In another apparent sign of Iowa State University’s tone-deafness on issues of race and diversity, Athletic Director Jamie Pollard on Monday went on Cyclones.tv, ISU’s Mediacom channel for sports programming, dressed as a member of the Duck Dynasty reality TV show family, whose patriarch Phil Robertson earned a rebuke from the NAACP in 2013 after claiming in an interview with GQ that black people were happier before they had civil rights. Pollard’s Halloween hijinks come just four days after white supremacist posters placed around campus caught the eye of the national media.
Matt Schoultz, the university’s assistant director of athletics communications, tweeted a shot of Pollard on the channel:
— Matt Shoultz (@mjshoultz) October 31, 2016
One version of the posters, which have previously appeared elsewhere in Iowa and on college campuses in other states, displayed a neo-Nazi symbol and a message warning that whites will soon be a minority group in the US, a popular claim among white supremacists:
Iowa State Police are investigating at least 20 posters referring to white heritage found on campus early Thursday. https://t.co/5srKzBzh4m
— Iowa State Daily (@iowastatedaily) October 27, 2016
In response to the posters, which were quickly removed, ISU President Steven Leath, Senior Vice President for Student Affairs Martino Harmon, Provost Jonathan Wickert, and Vice President for Diversity and Inclusion Reginald Stewart signed an email that read in part, “These posters also depict historical references or messages that could evoke feelings of bias or racism.” It added: “We continue to defend any individual’s right to free expression; however, attacks directed at any individual or group are inconsistent with the Principles of the Iowa State Community: respect, purpose, cooperation, richness of diversity, freedom from discrimination, and the honest and respectful expression of ideas.” (Robertson is also known for his vitriolic anti-gay rhetoric.)
ISU’s previous track record recently on diversity hasn’t been much better.
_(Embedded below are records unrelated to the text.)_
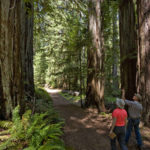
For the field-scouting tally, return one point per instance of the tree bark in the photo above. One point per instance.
(128, 47)
(16, 52)
(143, 74)
(115, 49)
(95, 75)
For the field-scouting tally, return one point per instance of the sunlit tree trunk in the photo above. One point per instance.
(16, 72)
(143, 75)
(115, 49)
(128, 47)
(95, 76)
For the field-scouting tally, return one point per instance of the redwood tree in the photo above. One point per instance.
(95, 79)
(143, 75)
(128, 47)
(16, 52)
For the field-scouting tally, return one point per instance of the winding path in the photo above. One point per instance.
(84, 129)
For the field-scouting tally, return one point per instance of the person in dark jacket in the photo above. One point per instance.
(135, 111)
(119, 119)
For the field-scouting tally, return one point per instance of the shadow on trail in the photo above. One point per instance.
(84, 129)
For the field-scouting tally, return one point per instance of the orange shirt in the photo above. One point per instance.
(120, 115)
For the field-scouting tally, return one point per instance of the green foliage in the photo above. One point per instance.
(40, 131)
(5, 124)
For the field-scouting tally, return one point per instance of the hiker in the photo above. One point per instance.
(119, 119)
(135, 110)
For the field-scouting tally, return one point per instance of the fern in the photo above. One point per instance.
(41, 131)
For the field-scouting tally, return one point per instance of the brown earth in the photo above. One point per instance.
(88, 130)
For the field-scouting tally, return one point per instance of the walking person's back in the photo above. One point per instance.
(135, 110)
(119, 117)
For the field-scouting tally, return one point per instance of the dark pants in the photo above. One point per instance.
(133, 123)
(120, 132)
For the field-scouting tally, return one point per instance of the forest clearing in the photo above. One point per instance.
(87, 130)
(97, 52)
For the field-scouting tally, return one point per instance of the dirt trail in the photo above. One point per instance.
(85, 129)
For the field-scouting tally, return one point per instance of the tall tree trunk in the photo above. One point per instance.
(115, 51)
(95, 77)
(16, 53)
(128, 47)
(143, 75)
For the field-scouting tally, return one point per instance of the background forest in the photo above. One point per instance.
(99, 48)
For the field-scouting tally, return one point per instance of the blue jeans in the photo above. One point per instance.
(133, 123)
(120, 132)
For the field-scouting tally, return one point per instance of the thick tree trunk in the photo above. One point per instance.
(115, 49)
(143, 75)
(128, 47)
(95, 77)
(16, 71)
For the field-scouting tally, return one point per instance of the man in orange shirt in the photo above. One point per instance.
(119, 117)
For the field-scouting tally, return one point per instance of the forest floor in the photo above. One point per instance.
(85, 129)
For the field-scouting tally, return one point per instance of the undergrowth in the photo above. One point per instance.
(39, 131)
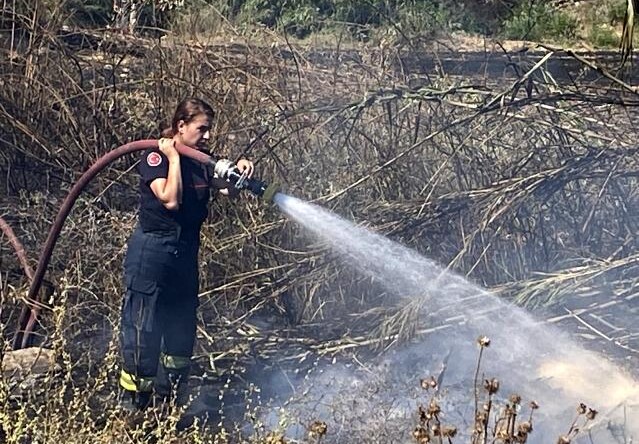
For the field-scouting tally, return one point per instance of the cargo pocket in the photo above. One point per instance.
(140, 303)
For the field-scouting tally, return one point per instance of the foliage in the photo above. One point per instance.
(538, 21)
(603, 36)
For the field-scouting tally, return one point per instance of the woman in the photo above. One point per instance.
(161, 270)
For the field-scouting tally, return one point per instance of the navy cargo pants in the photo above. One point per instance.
(158, 319)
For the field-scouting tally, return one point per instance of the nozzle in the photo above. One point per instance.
(226, 169)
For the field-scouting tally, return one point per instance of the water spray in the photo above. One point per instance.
(226, 171)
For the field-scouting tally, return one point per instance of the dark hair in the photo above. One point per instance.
(187, 110)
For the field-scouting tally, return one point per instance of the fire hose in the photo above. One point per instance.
(227, 176)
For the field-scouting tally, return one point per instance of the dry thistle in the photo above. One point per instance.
(275, 438)
(449, 431)
(424, 416)
(428, 383)
(433, 408)
(491, 386)
(421, 434)
(483, 341)
(533, 405)
(524, 427)
(317, 430)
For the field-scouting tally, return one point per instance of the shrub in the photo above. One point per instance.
(539, 21)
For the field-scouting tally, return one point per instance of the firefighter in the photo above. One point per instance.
(158, 320)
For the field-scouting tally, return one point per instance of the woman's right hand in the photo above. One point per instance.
(167, 147)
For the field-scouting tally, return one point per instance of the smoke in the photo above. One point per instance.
(530, 358)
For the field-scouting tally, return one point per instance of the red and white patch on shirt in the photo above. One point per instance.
(154, 159)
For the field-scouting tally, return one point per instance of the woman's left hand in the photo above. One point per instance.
(245, 165)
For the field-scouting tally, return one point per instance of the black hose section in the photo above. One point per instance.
(27, 317)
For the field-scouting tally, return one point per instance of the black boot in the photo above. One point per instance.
(135, 401)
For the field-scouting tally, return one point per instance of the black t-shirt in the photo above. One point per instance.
(188, 218)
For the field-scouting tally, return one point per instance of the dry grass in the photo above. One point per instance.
(526, 185)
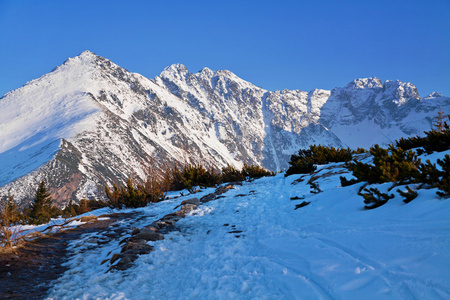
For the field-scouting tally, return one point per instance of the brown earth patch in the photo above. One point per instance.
(27, 272)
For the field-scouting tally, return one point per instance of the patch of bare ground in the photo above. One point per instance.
(27, 272)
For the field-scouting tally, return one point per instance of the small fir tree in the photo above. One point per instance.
(40, 210)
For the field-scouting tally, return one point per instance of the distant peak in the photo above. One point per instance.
(365, 83)
(177, 68)
(434, 95)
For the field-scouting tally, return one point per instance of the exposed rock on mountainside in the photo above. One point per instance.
(91, 122)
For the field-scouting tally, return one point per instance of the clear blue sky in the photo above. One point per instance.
(273, 44)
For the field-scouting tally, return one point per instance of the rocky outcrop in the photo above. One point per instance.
(137, 244)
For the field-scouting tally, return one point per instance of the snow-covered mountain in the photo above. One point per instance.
(91, 122)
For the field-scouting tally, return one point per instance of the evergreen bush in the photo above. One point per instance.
(304, 162)
(409, 195)
(373, 198)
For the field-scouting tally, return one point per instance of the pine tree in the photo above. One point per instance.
(439, 121)
(40, 210)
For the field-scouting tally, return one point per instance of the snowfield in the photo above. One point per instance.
(253, 244)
Last fall, a student group now called LUCHA staged a tailgate protest against Donald Trump, who Leath appeared with at Jack Trice Stadium before a football game. A young woman (who wasn’t an ISU student) allegedly directed a racist remark at the protesters, and later that month LUCHA held a forum on diversity, eventually convincing Leath to attend. After that, the group sent Leath a letter requesting that he further address bigotry at the university, and Leath responded with a list of actions ISU was taking to do so.
Earlier this year, former women’s basketball standout Nikki Moody sued ISU coach Bill Fennelly for alleged racial discrimination, charges Fennelly has denied.
Duck Dynasty‘s Robertson clan runs the Louisiana-based Duck Commander, a business that sells duck-hunting products. Duck hunting is also a hobby of Leath’s; in January 2014, he joined Gov. Terry Branstad and Board of Regents President Bruce Rastetter on a duck-hunting outing in Texas facilitated by the ISU Foundation.